CPACE II: Implementing Constituency-driven Curricular Change that Integrates Computational Thinking Across Engineering Disciplines

Michigan State University (MSU), Lansing Community College (LCC), and the Corporation for
Skilled Workforce (CSW) are extending the collaboration from an initial CPATH CB project to prepare a
globally competitive engineering workforce that is able to apply Computational Thinking (CT) to a broad
range of societal challenges and opportunities. Computational Thinking "represents a universally
applicable attitude and skill set" fundamental for everyone (Wing, 2006).

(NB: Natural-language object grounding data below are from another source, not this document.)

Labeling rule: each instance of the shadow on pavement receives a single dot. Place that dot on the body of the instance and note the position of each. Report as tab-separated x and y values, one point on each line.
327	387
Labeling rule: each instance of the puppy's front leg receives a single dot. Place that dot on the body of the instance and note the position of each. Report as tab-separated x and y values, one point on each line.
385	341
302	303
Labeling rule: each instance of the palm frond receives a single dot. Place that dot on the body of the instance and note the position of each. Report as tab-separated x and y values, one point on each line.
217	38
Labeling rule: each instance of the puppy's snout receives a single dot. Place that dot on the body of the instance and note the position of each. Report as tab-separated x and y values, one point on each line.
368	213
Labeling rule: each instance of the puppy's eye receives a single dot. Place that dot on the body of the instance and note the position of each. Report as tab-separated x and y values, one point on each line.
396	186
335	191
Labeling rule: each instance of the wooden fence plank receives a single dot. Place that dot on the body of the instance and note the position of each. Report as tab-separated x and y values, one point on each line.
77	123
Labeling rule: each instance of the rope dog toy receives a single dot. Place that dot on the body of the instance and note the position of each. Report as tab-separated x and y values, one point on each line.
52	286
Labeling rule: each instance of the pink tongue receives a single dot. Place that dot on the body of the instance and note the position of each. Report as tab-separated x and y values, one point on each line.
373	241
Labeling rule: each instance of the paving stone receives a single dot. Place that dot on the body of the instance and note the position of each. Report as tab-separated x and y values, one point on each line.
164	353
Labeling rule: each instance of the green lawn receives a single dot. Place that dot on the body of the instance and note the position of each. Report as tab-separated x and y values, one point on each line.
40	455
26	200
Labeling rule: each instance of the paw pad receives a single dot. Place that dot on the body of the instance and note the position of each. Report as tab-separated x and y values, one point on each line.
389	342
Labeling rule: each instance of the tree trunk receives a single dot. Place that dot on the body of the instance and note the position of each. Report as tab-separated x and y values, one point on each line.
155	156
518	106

Broadly defined in the context of
the engineering practice, computational thinking involves solving problems and designing systems by
making use of fundamental computer science concepts.
Our goal is to redesign the role of computing within the engineering programs at MSU and LCC to
develop CT competencies - informed by industry needs - by infusing CT learning opportunities into the
undergraduate engineering curriculum.

Intellectual Merit
The project will produce the following outcomes:
• Develop and implement instructional modules in Chemical Engineering and Civil Engineering at MSU
and the pre-engineering courses at LCC. Each module will be developed by a collaborative team of
disciplinary and Computer Science (CS) faculty; the CS faculty will focus on understanding the CT
principles at play in the problem solution as explained by the disciplinary faculty. Together the team
will form the educational experience to further the development of CT thinking in the students.
• Identify and implement authentic problems for curricular revision in two engineering disciplinary
curricula at MSU and the engineering transfer curricula at LCC. These problems are "disciplinary
epitomes" (Reigeluth & Stein, 1983) in that they will 1) exemplify important problems within the
discipline (e.g., civil or chemical engineering); and 2) their solutions involve application of CT
• Identify the computational principles for each disciplinary epitome and use these principles to help
design the instructional modules.
• Develop appropriate materials to support the disciplinary faculty who will be teaching the modules.
• Design and implement quasi-experimental evaluation and assessment components to document CT
competencies in the engineering students.
• Improve information and knowledge exchange via the CPACE Engineering Talent Development
Network and dissemination and communication efforts.

Broader Impact
At the successful completion of the proposed project, we will illuminate the processes we have
developed in our two CPATH projects. In our first CPATH project, we developed a model for collaboration
with industrial stakeholders in engineering firms to determine their needs for computational problem
solving. In our second CPATH project we will complete the loop by enhancing the stakeholder
collaboration model and integrating CT into existing academic programs using an evolutionary change
methodology. The process of industrial stakeholder feedback and analysis of that feedback (our first
project) and the process of programmatic change to meet stakeholder needs (our second project -
proposed here) will be applicable in other similar institutions. More broadly, our methodology may be
applicable for other educational areas in addition to CT.